Nel mio giardino vi sono alcuni cipressi arizonica aggrediti da afidi e funghi ed alcuni pini da pinoli (Dothiodea halepensis) pure invasi da funghi. Mi sono stati dati in merito i suggerimenti più disparati per porvi rimedio. Uno degli interpellati mi ha consigliato delle iniezioni insetticide alla base del tronco delle piante aggredite, seguite da iniezioni di sostanze nutritive. Sono molto scettico sulla validità di tale consiglio che è oltretutto, molto costoso ed è per questo che chiedo il parere dei vostri esperti in materia.

L.M., MENDRISIO (TI)

Il cipresso argentato (Cupressus arizonica) è una conifera sulla quale si insediano tra i parassiti di origine entomatica, principalmente l'afide Cynara cupressi, mentre tra le alterazioni di tipo fungino, ruolo purtroppo rilevante assume il cancro corticale (Seiridíum cardinale). Ovviamente, un esame diretto delle parti alterate ci permetterebbe una diagnosi più corretta e precisa quindi una rapida e mirata terapia. Le descriviamo, comunque, sperando di poterle essere di aiuto diagnostico, le caratteristiche dei sopracitati parassiti.

Il cipresso "Bolgheri" brevettato dal Cnr per la resistenza al cancro

La Cynara cupressi è un afide lacnide il quale per effetto della sottrazione della linfa dai tessuti vegetali e per la presenza di sostanze tossiche negli stessi, provoca l'arrossamento e il disseccamento vegetativo della parte interna della pianta estendendosi poi all'intera chioma.

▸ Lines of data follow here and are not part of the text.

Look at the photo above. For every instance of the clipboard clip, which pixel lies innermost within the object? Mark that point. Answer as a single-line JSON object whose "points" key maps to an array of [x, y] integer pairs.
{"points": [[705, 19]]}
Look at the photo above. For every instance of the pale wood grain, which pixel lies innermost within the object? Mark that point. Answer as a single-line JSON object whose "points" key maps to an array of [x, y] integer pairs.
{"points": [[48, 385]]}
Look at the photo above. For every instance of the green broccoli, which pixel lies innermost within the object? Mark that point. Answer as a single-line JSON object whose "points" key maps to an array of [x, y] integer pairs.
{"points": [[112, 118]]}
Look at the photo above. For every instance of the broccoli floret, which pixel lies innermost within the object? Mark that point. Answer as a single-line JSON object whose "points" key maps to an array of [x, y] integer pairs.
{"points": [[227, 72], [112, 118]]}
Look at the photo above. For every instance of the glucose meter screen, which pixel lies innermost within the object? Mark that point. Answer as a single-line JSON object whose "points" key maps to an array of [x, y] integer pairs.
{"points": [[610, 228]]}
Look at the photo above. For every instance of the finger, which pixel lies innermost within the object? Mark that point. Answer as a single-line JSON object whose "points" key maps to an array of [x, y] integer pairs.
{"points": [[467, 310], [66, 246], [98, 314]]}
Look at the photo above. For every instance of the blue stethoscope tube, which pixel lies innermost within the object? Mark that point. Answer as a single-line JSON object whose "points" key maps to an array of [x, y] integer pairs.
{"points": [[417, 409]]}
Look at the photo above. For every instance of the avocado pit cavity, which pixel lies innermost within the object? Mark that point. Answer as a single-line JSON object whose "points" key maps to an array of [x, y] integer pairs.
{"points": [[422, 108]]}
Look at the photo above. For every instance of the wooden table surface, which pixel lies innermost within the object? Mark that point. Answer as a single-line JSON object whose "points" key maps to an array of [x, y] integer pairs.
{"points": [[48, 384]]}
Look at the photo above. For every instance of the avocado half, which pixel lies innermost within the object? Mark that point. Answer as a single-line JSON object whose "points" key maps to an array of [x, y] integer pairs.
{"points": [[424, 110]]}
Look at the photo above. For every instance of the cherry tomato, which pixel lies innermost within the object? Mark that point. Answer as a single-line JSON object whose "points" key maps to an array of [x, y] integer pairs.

Le piante colpite finiscono per disseccare completamente ad eccezione della parte alta dove si possono osservare eventuali ricacci vegetativi. Al fine di contrastare la pericolosità di questi afidi è necessaria una attenta sorveglianza delle piante dalla fine inverno – inizio primavera, in concomitanza delle nuove emissioni vegetative e della conseguente ricostituzione delle popolazioni afidiche. In genere è sufficiente un solo intervento nelle parti interne della pianta dove l'insetto si trova ben riparato con principi attivi a base di pirimicarb o acefate o etiofencarb o deltametrína.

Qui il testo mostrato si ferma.